I have been trying to fit a lot of square pegs into round holes lately. Eliminating technical debt with modern day DevOps practices to reduce costs is seldom fun or glamorous but is very often beneficial. Reducing costs should be the mindset of IT and one surefire way to do that is to spend the right amount of time on a task to complete it successfully. Finding that balance is definitely tricky especially when a lot of us are human time division multiplexers now. However, that right combination of good work and adequate time spent is definitely out there.
Time + Technical Debt + Competing Priorities = Short-Term, Single Use Solutions to Long-Term Problems
Technical debt often prevents you from rolling out features faster. Time is the reality that sucks the fun out of a lot of great ideas. Not proud of this, but I occasionally pull out Ansible as a substitute for log aggregation. A simple grep across an Ansible group can save the day sometimes. It is elegant in the sense it is low cost and high gain. It is hammering a screw through a cinder block to an extent, but it is a means to an end.
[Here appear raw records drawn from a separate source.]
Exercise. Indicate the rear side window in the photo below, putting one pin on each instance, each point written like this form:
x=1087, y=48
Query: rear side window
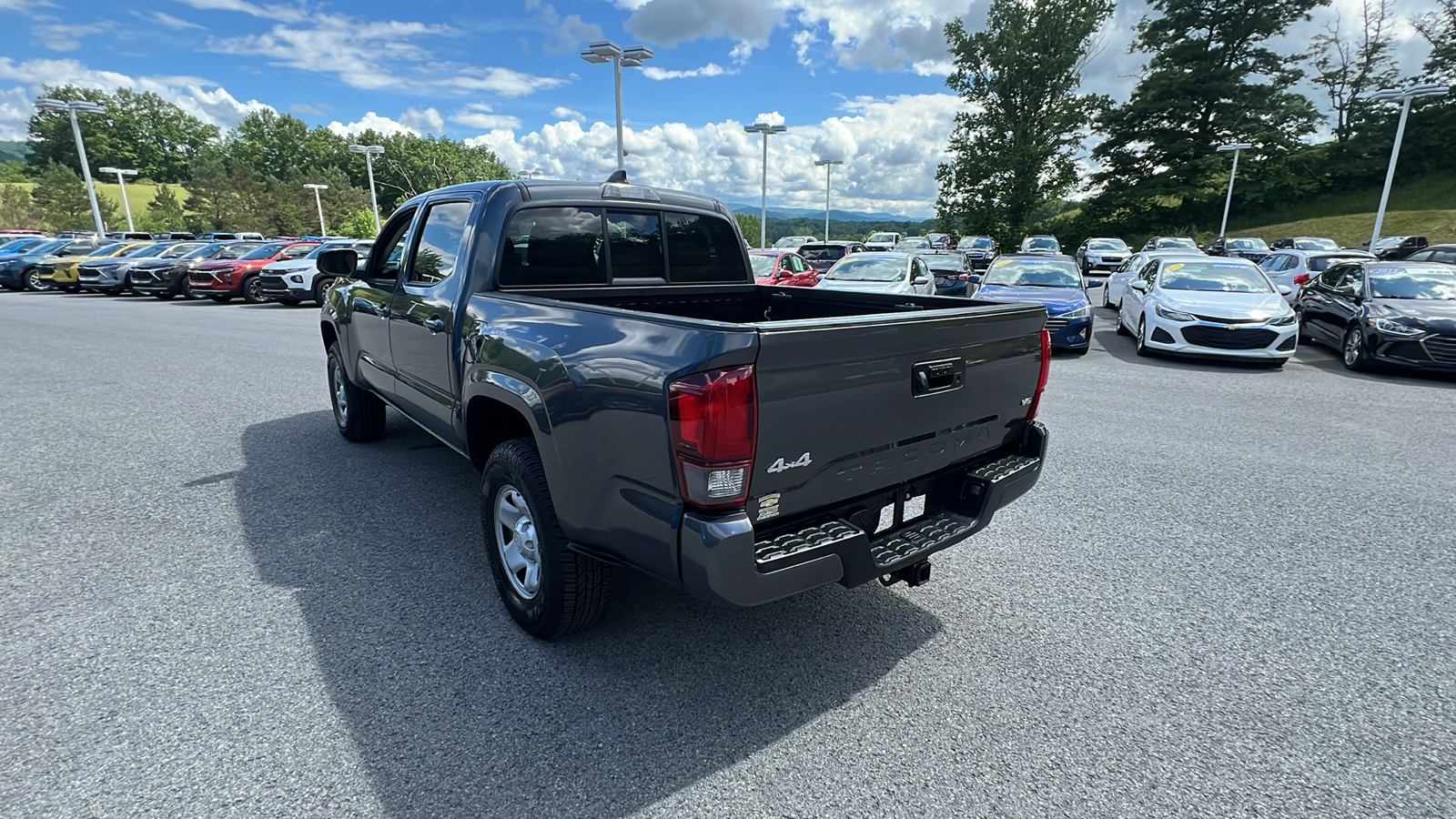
x=637, y=245
x=553, y=245
x=703, y=248
x=440, y=239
However, most people know that there are a lot of benefits to proper log aggregation. Business and DevOps have to coalesce to remove the technical debt boat anchor. Adding new features that benefit Development and Operations is hard but the benefits typically flow back to customers quickly.
Why Not Do X and Y And...
I have also been working on a project to reconcile archival data across multiple S3 buckets. Back in the beginnings of Amazon Web Services, S3 did not have the four nines (99.99%) of reliability it has today. A decision was made to have multiple copies of data in several locations/buckets to improve integrity. Now that S3 is very reliable, it makes little sense to continue this practice. The application has been changed to no longer do this but what do you do with the leftover archived data? You go clean it up by essentially reversing the logic that put it there to begin with. The problem is the application put the data there over years; we need it moved in a few days.
The application is written in Java (no offense, but I loathe Java's clunkiness and assumptions). Two Java developers brought me some processes to collect object identifiers, verify where the objects are stored, and then properly purge the objects and their references in the various databases. The problem I had to solve was scaling these processes. The solution that was hashed out amongst us was to use SQS to pass along work through the various processes, store the inputs and outputs in a separate S3 bucket, and run the processes as system services. Once we got everything fleshed out we would package the system as an AMI and spin up as many as we need to run through the archives at a spend rate that pleased the business.
Gluing all the bits from the Java devs and the Amazon Web Services fell to me. I would not say this was as trivial as it sounds. There were a lot of bugs along the way. To make a long story short, I leaned on good ole Bash and GNU tools as well as an AWS CLI tool coupled with systemd unit files to get the job done. The Bash process could have a few more features to make them perfect. The systemd unit files could be feature-complete but it would probably take me another hour or two working on them to flesh out the features. Then, they would need to be QA'd. systemctl stop, start, and status work and that's all that's needed.
A lot of time could be spent making this whole solution feature complete but the value add is minimal. It is not my most complete work, but it strikes the right balance between effectiveness and time spent.
You must do things right; you should not be creating technical debt. Benjamin Franklin once said, "Don't put off until tomorrow what you can do today." The same should hold true when it comes to your work. One thing to keep in mind though is that there is no such thing as perfect in a DevOps environment. Use the tools you can to create the processes you need to get the job done right. Do not throw together a crap solution and expect others to appreciate it. There can be some well-documented limitations in your solutions but they must be communicated effectively. Do not let the perfect be the enemy of the good. You will never finish a task if the expected outcome is perfection.